Anuarbekov Alikhan, Kléma Jiří
Department of Computer Science, Faculty of Electrical Engineering, Czech Technical University in Prague, Technicka 2, 16627, Prague, Czech Republic.
BMC Bioinformatics. 2025 May 27;26(1):139. doi: 10.1186/s12859-025-06161-w.
Current experimental data on RNA interactions remain limited, particularly for non-coding RNAs, many of which have only recently been discovered and operate within complex regulatory networks.

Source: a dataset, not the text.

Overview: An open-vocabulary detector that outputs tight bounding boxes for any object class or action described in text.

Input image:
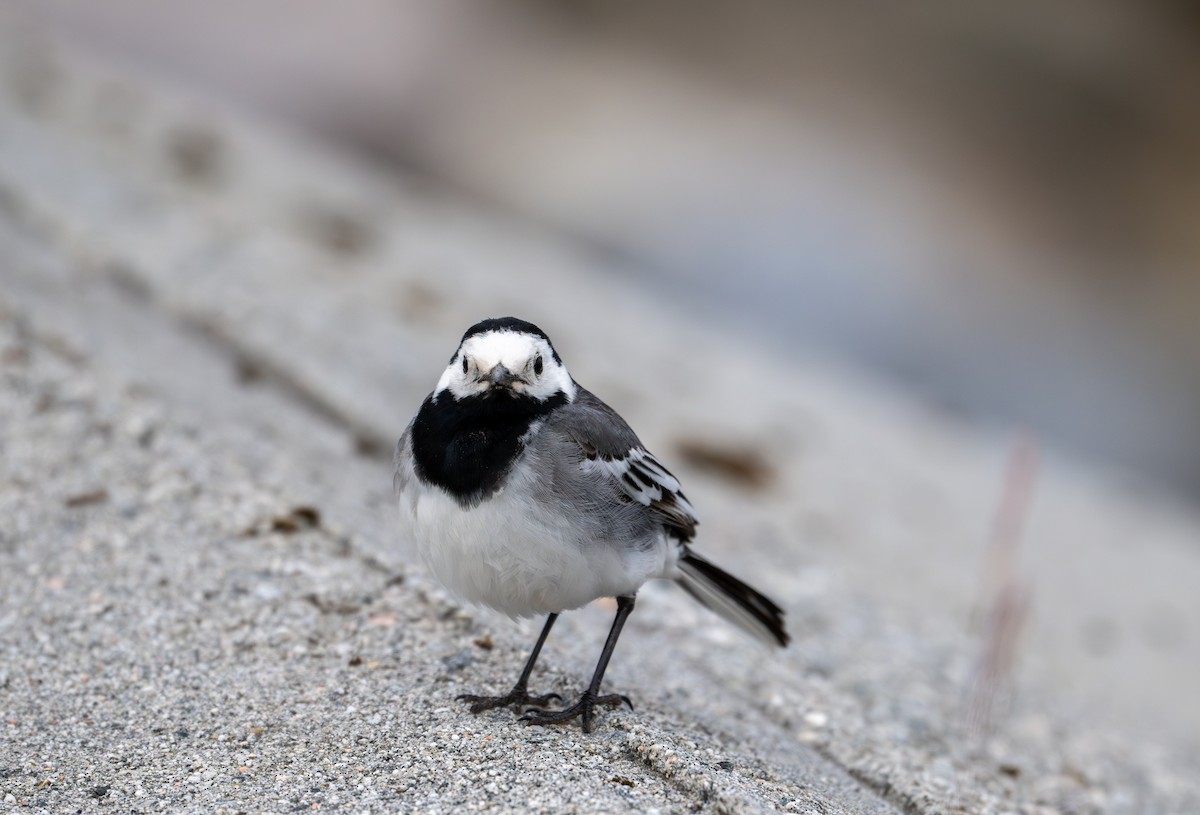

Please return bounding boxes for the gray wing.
[546,388,700,543]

Researchers often rely on in-silico interaction detection algorithms, such as TargetScan, which are based on biochemical sequence alignment. However, these algorithms have limited performance. RNA-seq expression data can provide valuable insights into regulatory networks, especially for understudied interactions such as circRNA-miRNA-mRNA. By integrating RNA-seq data with prior interaction networks obtained experimentally or through in-silico predictions, researchers can discover novel interactions, validate existing ones, and improve interaction prediction accuracy.

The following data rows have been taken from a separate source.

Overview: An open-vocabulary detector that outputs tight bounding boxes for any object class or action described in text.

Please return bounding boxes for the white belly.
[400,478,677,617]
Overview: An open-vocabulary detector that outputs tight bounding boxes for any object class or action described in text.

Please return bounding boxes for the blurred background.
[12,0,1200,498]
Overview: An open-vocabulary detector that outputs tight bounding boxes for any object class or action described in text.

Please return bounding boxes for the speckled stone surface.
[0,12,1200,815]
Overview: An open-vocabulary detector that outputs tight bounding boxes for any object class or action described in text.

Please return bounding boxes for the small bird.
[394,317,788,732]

This paper introduces Pi-GMIFS, an extension of the generalized monotone incremental forward stagewise (GMIFS) regression algorithm that incorporates prior knowledge. The algorithm first estimates prior response values through a prior-only regression, interpolates between these prior values and the original data, and then applies the GMIFS method. Our experimental results on circRNA-miRNA-mRNA regulatory interaction networks demonstrate that Pi-GMIFS consistently enhances precision and recall in RNA interaction prediction by leveraging implicit information from bulk RNA-seq expression data, outperforming the initial prior knowledge.
Pi-GMIFS is a robust algorithm for inferring acyclic interaction networks when the variable ordering is known. Its effectiveness was confirmed through extensive experimental validation. We proved that RNA-seq data of a representative size help infer previously unknown interactions available in TarBase v9 and improve the quality of circRNA disease annotation.
目前关于RNA相互作用的实验数据仍然有限,特别是对于非编码RNA,其中许多是最近才发现的,并且在复杂的调控网络中发挥作用。研究人员通常依赖基于生化序列比对的计算机相互作用检测算法,如TargetScan。然而,这些算法的性能有限。RNA测序表达数据可以为调控网络提供有价值的见解,特别是对于研究较少的相互作用,如环状RNA-微小RNA-信使RNA。通过将RNA测序数据与通过实验获得或通过计算机预测得到的先前相互作用网络相结合,研究人员可以发现新的相互作用,验证现有的相互作用,并提高相互作用预测的准确性。
本文介绍了Pi-GMIFS,它是广义单调递增前向逐步(GMIFS)回归算法的扩展,纳入了先验知识。该算法首先通过仅基于先验的回归估计先验响应值,在这些先验值和原始数据之间进行插值,然后应用GMIFS方法。我们在环状RNA-微小RNA-信使RNA调控相互作用网络上的实验结果表明,Pi-GMIFS通过利用大量RNA测序表达数据中的隐含信息,在RNA相互作用预测中持续提高了精确率和召回率,优于初始的先验知识。
Pi-GMIFS是一种在变量顺序已知时推断无环相互作用网络的强大算法。其有效性通过广泛的实验验证得到了证实。我们证明,具有代表性规模的RNA测序数据有助于推断TarBase v9中可用的先前未知的相互作用,并提高环状RNA疾病注释的质量。